At a United Nations conference this week, free speech is in the cross hairs.

Op-Ed: Criminalizing intolerance

This week in Washington, the United States is hosting an international conference obliquely titled “Expert Meeting on Implementing the U.N. Human Rights Resolution 16/18.” The impenetrable title conceals the disturbing agenda: to establish international standards for, among other things, criminalizing “intolerance, negative stereotyping and stigmatization of … religion and belief.” The unstated enemy of religion in this conference is free speech, and the Obama administration is facilitating efforts by Muslim countries to “deter” some speech in the name of human rights.

This year, Secretary of State Hillary Rodham Clinton invited nations to come to implement the resolution and “to build those muscles” needed “to avoid a return to the old patterns of division.” Those “old patterns” include instances in which writers and cartoonists became the targets of protests by religious groups.
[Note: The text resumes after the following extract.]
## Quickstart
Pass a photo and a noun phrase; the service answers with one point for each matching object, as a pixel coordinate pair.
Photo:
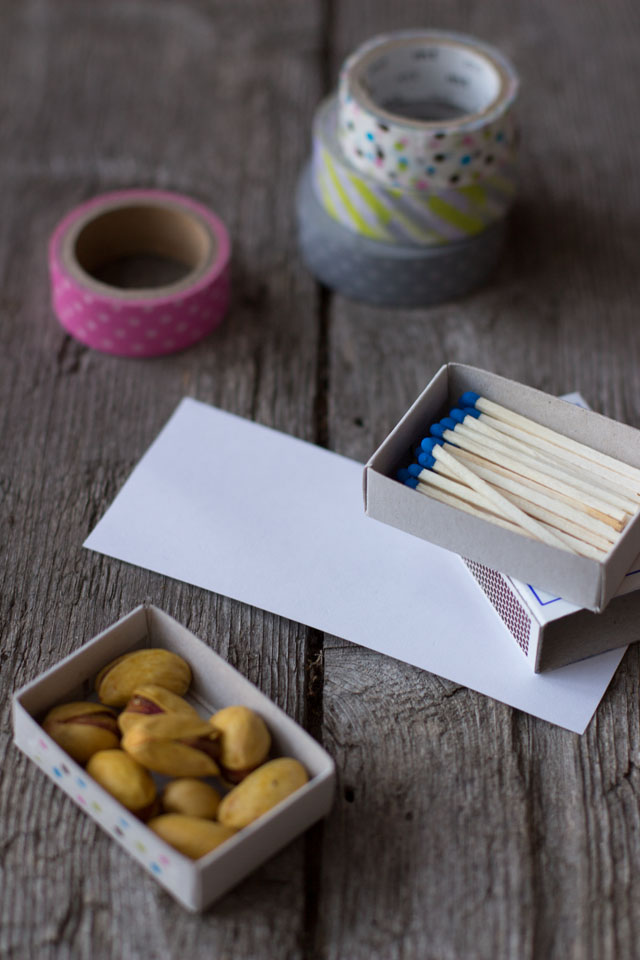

The most famous such incident occurred in 2005 when a Danish newspaper published cartoons mocking the prophet Muhammad. The result were worldwide protests in which Muslims reportedly killed more than 100 people — a curious way to demonstrate religious tolerance. While Western governments reaffirmed the right of people to free speech after the riots, they quietly moved toward greater prosecution of anti-religious speech under laws prohibiting hate speech and discrimination.

The OIC members have long sought to elevate religious dogma over individual rights. In 1990, members adopted the Cairo Declaration, which rejected core provisions of the U.N. Universal Declaration of Human Rights and affirmed that free speech and other rights must be consistent with “the principles of the sharia,” or Islamic law. The biggest victory of the OIC came in 2009 when the Obama administration joined in condemning speech containing “negative racial and religious stereotyping” and asked states to “take effective measures” to combat incidents, including those of “religious intolerance.” Then, in March, the U.S. supported Resolution 16/18’s call for states to “criminalize incitement to imminent violence based on religion or belief.” It also “condemns” statements that advocate “hostility” toward religion.